La chocolatería estaba llena. Decidieron ir al café de la estación, pasando por los soportales. Van sabía (pero sin encontrar el remedio) que pasaría aquella noche presa de los remordimientos por haber ignorado deliberadamente el hecho (enervante, pero esencial) de que llevaba tres meses sin ver a Ada y de que la última carta que ésta le había escrito ardía de pasión hasta tal punto que la burbuja criptográfica había estallado en mitad del humilde mensaje de promesa y de esperanza, dejando al desnudo una línea altiva, divina, de amor no cifrado.

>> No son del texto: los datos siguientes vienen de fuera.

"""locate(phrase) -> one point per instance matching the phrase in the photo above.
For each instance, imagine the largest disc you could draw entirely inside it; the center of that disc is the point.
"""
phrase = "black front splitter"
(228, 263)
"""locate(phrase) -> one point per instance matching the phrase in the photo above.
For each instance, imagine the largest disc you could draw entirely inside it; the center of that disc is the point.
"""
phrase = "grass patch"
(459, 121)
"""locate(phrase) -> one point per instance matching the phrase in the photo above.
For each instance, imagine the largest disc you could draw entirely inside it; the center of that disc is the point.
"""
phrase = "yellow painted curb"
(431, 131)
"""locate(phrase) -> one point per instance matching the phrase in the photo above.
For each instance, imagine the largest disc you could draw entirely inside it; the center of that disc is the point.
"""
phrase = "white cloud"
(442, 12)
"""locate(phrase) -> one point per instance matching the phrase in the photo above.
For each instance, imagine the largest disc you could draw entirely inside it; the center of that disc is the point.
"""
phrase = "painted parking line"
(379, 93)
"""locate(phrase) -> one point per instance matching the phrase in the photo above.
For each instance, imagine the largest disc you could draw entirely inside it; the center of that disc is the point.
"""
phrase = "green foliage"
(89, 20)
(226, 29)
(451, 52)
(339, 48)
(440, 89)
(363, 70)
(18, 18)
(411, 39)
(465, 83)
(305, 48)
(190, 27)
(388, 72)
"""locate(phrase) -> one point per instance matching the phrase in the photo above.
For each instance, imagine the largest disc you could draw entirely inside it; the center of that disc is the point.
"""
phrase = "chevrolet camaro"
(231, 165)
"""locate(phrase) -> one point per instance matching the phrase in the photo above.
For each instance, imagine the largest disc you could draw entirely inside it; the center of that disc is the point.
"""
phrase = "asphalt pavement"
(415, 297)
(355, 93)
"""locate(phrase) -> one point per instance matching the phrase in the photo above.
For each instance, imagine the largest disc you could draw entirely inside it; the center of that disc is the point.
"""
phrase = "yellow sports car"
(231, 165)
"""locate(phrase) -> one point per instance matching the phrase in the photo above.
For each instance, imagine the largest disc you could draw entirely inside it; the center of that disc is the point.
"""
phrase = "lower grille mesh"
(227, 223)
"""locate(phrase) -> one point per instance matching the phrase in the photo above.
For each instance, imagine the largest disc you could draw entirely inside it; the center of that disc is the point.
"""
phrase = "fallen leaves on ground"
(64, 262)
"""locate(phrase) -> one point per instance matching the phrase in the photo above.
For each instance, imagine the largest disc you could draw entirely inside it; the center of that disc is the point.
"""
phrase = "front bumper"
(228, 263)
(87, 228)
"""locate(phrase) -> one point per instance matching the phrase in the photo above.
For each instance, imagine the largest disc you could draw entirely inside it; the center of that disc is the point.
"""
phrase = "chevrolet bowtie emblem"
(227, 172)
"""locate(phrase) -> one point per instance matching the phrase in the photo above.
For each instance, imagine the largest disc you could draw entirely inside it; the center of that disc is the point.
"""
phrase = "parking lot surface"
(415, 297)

A simple vista, habría podido creerse que era la primera vez que se veían, en un encuentro casual y sin perspectivas. Ideas extrañas y malévolas se agitaban en la mente de Van. ¿Qué habían hecho exactamente aquellas dos chiquillas (no es que eso importase nada, pero de todos modos, uno tiene su orgullo, su curiosidad) antes de las vacaciones, después de las vacaciones, la noche anterior, todas las noches, sin otro vestido que las chaquetas de los pijamas, entre los rumores y los gemidos de su dormitorio antinatural? ¿Podía preguntárselo? ¿Sabría dar con las palabras adecuadas para no herir a Ada, sin dejar de hacer comprender a su compañera de lecho que la despreciaba por excitar a una niña tan morena y tan pálida, coral y cuervo, zanquilarga y floja, y que lloriqueaba cuando llegaba al colmo del gozo? Un momento antes, al verlas caminar lado a lado —la desangelada Ada en lucha contra el mareo, como un marinero cumplidor de su deber; Córdula, manzana podrida, pero valiente; como dos prisioneros arrastrados, en cadenas, a los pies del vencedor —Van se había prometido, en venganza, describirles en términos pulcros pero circunstanciados, las últimas orgías homosexuales o pseudo homosexuales de que su colegio había sido escenario (un «grande», que no era otro que el primo de Córdula, se había dejado coger con «una-disfrazada-de-uno» en las habitaciones de un prefecto ecléctico). Habría dejado boquiabiertas a las chicas, les habría reclamado una historia digna de rivalizar con la suya. Pero se le pasaron las ganas. Todavía esperaba poder desembarazarse un momento de la pesada Córdula y encontrar algo cruel que decir a Ada y que la hiciese deshacerse en lágrimas Pero lo que le inspiraba era su «amor propio», y no el «amor impropio» de ellas. (¡Van moriría con un juego de palabras en los labios!) Pero, ¿por qué «impropio»? ¿Acaso le afectaban también a él las agonías proustianas? De ninguna manera. Muy al contrario, el cuadro íntimo de aquellas caricias aguijoneaba exquisitamente su propia perversidad. Su mirada interior, inyectada de concupiscencia, le presentaba una Ada duplicada, enriquecida, enigmáticamente geminada, dando lo que él le había dado, tomando lo que él le había tomado, Corada, Adula. Se dijo que la con desita retaca se parecía bastante a su primera putilla, lo que no hizo más que afilar el aguijón.